The soft mist inhaler (SMI) Respimat® uses mechanical energy that is generated as a spring contained in the device is twisted and released to generate the mist. A cartridge containing the drug solution is loaded into the device. Following this step, the bottom of the device is twisted 180°, enabling the spring to be compressed to the desired tension. The twisting action also delivers an accurately metered volume of the drug solution into a pump cylinder. Next the patient presses the dose release button that causes the tension in the spring to be released and the energy from the spring forces the metered solution through one of the most crucial components in the system, called a uniblock (49). The uniblock is a precision engineered microchannel system comprising a silicon wafer bonded to a borosilicate glass plate. The silicon wafer has inlet, outlet, and filter channels etched on it using technology similar to that used to engineer microchips. Through rigorous and meticulous engineering, the channels have been produced to generate two fine jets of the drug solution that converge at a preset angle to generate a slow-moving cloud of mist (1/10th the speed of aerosol emitted from an MDI).

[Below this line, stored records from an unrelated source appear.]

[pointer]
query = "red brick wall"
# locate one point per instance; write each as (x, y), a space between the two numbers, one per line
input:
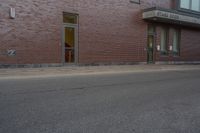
(109, 31)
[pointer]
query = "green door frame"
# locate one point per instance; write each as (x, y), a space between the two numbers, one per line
(75, 26)
(151, 47)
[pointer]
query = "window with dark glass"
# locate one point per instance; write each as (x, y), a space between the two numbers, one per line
(193, 5)
(135, 1)
(70, 18)
(176, 42)
(163, 41)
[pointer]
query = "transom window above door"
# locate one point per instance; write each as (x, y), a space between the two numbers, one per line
(70, 18)
(193, 5)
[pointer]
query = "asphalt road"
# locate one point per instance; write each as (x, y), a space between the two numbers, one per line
(153, 102)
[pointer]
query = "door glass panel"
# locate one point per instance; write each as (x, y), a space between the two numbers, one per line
(150, 44)
(185, 4)
(69, 44)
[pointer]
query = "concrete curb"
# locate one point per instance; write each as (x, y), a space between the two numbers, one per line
(24, 73)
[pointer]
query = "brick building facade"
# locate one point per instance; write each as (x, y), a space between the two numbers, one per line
(101, 32)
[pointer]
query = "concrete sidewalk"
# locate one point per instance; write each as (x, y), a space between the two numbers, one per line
(86, 70)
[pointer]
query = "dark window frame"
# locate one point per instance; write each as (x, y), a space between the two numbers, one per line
(135, 1)
(186, 10)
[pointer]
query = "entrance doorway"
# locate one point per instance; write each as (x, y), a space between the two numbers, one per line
(150, 44)
(70, 45)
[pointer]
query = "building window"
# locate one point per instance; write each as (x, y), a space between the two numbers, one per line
(193, 5)
(70, 18)
(176, 42)
(163, 41)
(135, 1)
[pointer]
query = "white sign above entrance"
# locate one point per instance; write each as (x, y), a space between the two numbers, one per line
(170, 16)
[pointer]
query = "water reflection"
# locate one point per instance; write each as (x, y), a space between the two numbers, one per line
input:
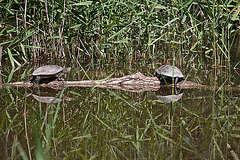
(167, 95)
(48, 95)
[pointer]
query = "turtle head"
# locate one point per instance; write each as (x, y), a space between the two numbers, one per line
(68, 69)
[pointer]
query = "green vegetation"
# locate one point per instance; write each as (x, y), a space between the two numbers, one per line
(118, 30)
(108, 37)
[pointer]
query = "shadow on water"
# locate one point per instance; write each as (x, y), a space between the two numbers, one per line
(113, 124)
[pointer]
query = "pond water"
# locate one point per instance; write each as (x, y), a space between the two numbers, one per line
(97, 123)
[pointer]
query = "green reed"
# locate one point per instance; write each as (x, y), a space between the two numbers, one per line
(117, 30)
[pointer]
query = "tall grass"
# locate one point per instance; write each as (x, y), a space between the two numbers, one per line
(118, 30)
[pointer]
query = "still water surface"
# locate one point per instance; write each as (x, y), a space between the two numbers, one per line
(100, 123)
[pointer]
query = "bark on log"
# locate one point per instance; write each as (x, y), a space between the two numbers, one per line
(133, 83)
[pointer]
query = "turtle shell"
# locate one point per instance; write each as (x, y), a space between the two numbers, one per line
(169, 71)
(47, 70)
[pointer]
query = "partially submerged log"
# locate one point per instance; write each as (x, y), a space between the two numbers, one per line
(134, 83)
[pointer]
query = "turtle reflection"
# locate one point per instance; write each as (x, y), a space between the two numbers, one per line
(165, 95)
(49, 96)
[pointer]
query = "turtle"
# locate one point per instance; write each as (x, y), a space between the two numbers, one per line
(48, 73)
(166, 73)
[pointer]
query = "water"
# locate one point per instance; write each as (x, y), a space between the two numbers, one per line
(114, 124)
(98, 123)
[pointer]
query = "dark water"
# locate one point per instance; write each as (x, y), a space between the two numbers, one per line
(114, 124)
(87, 123)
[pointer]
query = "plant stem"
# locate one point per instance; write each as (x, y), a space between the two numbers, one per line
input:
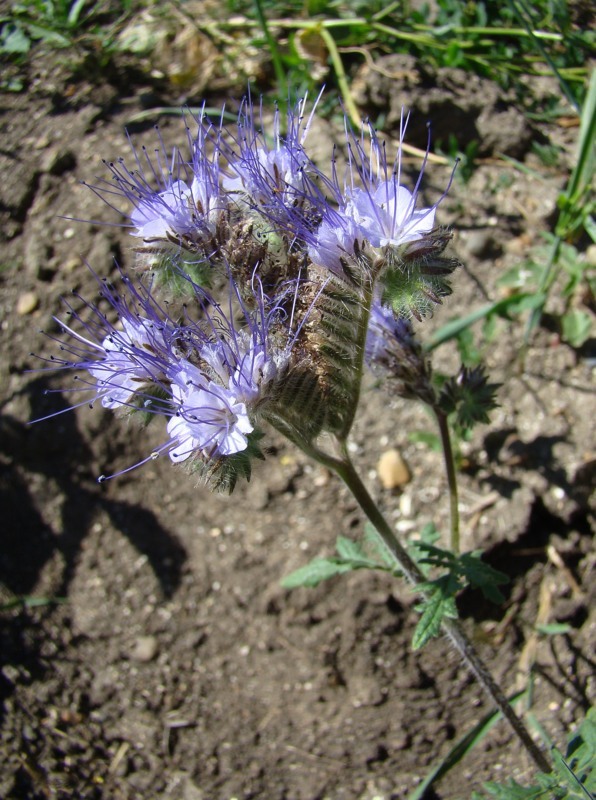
(451, 477)
(451, 627)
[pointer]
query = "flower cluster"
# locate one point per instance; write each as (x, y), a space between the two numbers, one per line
(312, 274)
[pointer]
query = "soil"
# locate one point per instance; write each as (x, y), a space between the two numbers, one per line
(147, 647)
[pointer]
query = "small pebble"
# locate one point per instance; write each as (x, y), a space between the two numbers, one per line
(393, 470)
(145, 649)
(27, 303)
(479, 243)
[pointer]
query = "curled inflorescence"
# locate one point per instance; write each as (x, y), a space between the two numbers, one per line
(264, 285)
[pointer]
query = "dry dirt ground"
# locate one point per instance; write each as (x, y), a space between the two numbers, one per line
(167, 661)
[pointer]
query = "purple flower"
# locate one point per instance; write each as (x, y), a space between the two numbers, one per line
(131, 358)
(116, 363)
(171, 198)
(371, 209)
(209, 419)
(269, 173)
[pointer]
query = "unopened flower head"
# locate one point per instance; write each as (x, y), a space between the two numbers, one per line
(393, 351)
(301, 254)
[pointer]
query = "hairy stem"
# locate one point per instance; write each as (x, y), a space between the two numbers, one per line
(451, 627)
(451, 477)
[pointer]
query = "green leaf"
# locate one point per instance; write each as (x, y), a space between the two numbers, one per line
(349, 550)
(434, 609)
(317, 571)
(464, 746)
(13, 39)
(482, 576)
(430, 439)
(577, 327)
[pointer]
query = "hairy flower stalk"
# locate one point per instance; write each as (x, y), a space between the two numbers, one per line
(310, 276)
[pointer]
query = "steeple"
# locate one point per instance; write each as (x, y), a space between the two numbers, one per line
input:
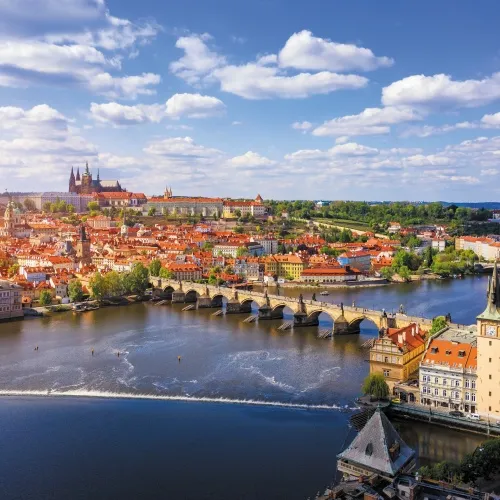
(492, 310)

The metered dose generated from a Respimat® device is expelled over ~1.2 s compared to the 0.1 s from an MDI. Although the breathing technique when using the Respimat® is similar to that of pMDIs, the lung deposition of various medications were found to be, in some instances, more than twice that obtained from pMDIs (50). The Loxapine (Adasuve®) oral inhalation product listed in Table 3.4 is unique in many respects. It is a single dose, breath-actuated, non-reusable mist system. After the device is properly activated by pulling and removing a tab, the device mouthpiece is placed in the mouth. The patient inhales through the device and the inspiratory air activates a drug-coated heat source that vaporizes the drug in less than 1 second. The drug vapor condenses into an aerosol mist with an MMAD between 1 and 3 μm (51).

3.6  Conclusion

Although modern techniques and devices for pulmonary drug delivery were introduced in the mid–20th century, methods of administering medications into the lungs have been employed variously for over 2000 years. Devices used to deliver medications into the respiratory tract can be categorized into pMDIs, DPIs, and nebulizers. Over the past decade, numerous advancements in excipients, particle production, and device engineering have led to progress in terms of the diversity of active ingredients that can be formulated into an inhalation product. Additionally, the innovations and developments have addressed some of the challenges associated with delivering therapeutic aerosols into the lungs. The area of pulmonary drug delivery is going through a phase of renewed interest and rigorous research. The introduction of an inhaled rapid-acting insulin product has opened the possibilities for more biological macromolecules to enter the market in the near future.